William Shakespeare's Othello

932 Words2 Pages

‘Othello’ begins with a meeting between Iago and Roderigo outside Brabantio’s house. We are taken into the plot through the two men’s animated discussion about the fact that Othello has eloped with Desdemona of whom has captured Roderigo’s heart. We learn of this affair as an act of stolen love or ‘witchcraft’ on Othello’s part. Othello is portrayed very badly in this scene and Iago’s wit makes him truly believable. The fact that Othello is written about as a ‘burglar’ or ‘foul thief’ suggests to the reader that he is not worthy of Desdemona. However, our assumptions are foiled when Othello is finally asked for his side of the story. ‘True I have married her. That is the top and bottom of my offence, no more . . . I won his daughter’. Perhaps it is his version of the story, the method by which he attained this ‘treasured gift’ that warms our hearts to the ‘black ram’. It is easy for one to sympathise with the beautiful tale of love. How she ‘loved me for the dangers I had passed, and I loved her.’ Othello won her through his impressive stories and adventures he encompassed when he was travelling.

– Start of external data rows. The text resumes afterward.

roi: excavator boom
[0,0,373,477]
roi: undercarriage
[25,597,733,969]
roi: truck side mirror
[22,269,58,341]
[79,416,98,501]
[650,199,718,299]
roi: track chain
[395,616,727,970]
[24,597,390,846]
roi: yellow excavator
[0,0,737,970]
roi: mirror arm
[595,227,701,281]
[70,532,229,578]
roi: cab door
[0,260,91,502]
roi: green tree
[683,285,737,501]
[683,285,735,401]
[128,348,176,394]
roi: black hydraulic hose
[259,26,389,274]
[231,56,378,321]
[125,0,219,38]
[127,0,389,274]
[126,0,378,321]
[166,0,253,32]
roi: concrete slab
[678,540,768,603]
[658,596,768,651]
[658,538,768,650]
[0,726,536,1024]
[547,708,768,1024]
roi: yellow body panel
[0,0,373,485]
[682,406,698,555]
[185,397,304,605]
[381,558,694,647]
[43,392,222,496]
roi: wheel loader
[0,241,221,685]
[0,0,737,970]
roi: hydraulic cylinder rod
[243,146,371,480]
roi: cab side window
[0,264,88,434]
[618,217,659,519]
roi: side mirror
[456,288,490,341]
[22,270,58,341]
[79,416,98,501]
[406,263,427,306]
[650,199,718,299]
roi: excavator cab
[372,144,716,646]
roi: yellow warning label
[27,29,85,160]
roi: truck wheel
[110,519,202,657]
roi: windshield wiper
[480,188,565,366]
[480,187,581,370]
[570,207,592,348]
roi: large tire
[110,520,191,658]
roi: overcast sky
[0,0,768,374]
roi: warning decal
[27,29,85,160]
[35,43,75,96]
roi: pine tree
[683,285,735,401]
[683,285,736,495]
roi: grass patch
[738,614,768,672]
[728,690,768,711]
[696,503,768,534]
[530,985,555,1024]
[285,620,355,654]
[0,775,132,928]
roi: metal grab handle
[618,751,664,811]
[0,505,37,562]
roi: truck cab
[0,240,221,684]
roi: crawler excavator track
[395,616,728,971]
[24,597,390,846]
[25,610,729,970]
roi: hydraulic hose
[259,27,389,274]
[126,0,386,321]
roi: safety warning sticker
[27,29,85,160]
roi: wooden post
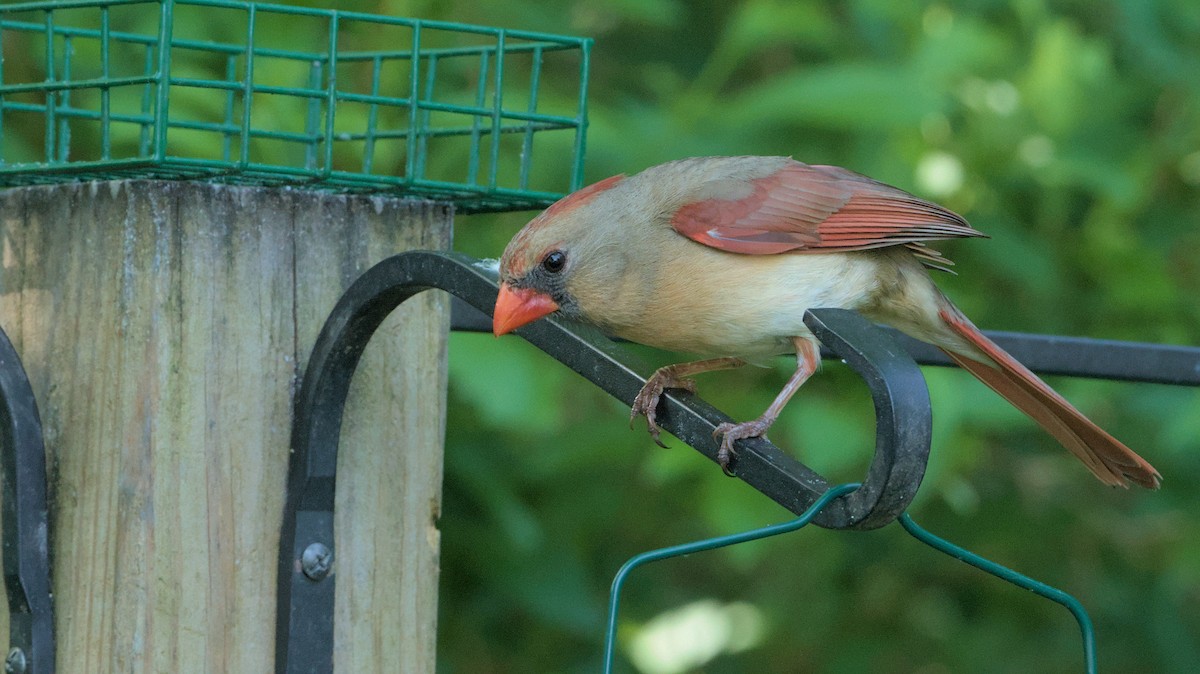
[0,181,451,674]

The whole ordeal of the elopement serves to indicate the fact that there must be a strong bond between the two characters. Desdemona and Othello both lost extremely good reputations. Desdemona, ‘a modest maid of such a still and quiet disposition that she blushed at her own shadow’. The fact that Desdemona ‘In spite of her youth, her country, her reputation, everything!’ eloped with Othello is in itself a very ‘bold’ action of love. Desdemona lost her father’s respect the one to whom ‘gave me life’ and to whom she was ‘eternally grateful’.
‘Valiant Othello’ also had a good reputation and it was his good luck that he was ‘vital for state business’. Perhaps the admiration Venice had for him disappeared.
The language used between Othello and Desdemona to profess their love uses images of one’s soul and heaven to suggest they are in harmony. ‘To see you here before me. Oh my soul’s joy! If after every tempest come such calms, may the winds blow till they have wakened death, and let the labouring bark climb hills of seas, Olympus-high, and duck again as low as hell’s from heaven! If I were now to die, ‘Twere now to be most happy; for I fear My soul hath her content so absolute that not another comfort like to this succeeds in unknown fate’’ Othello is saying that his happiness is so complete that he’ll never again equal it so he wouldn’t care if he dies now.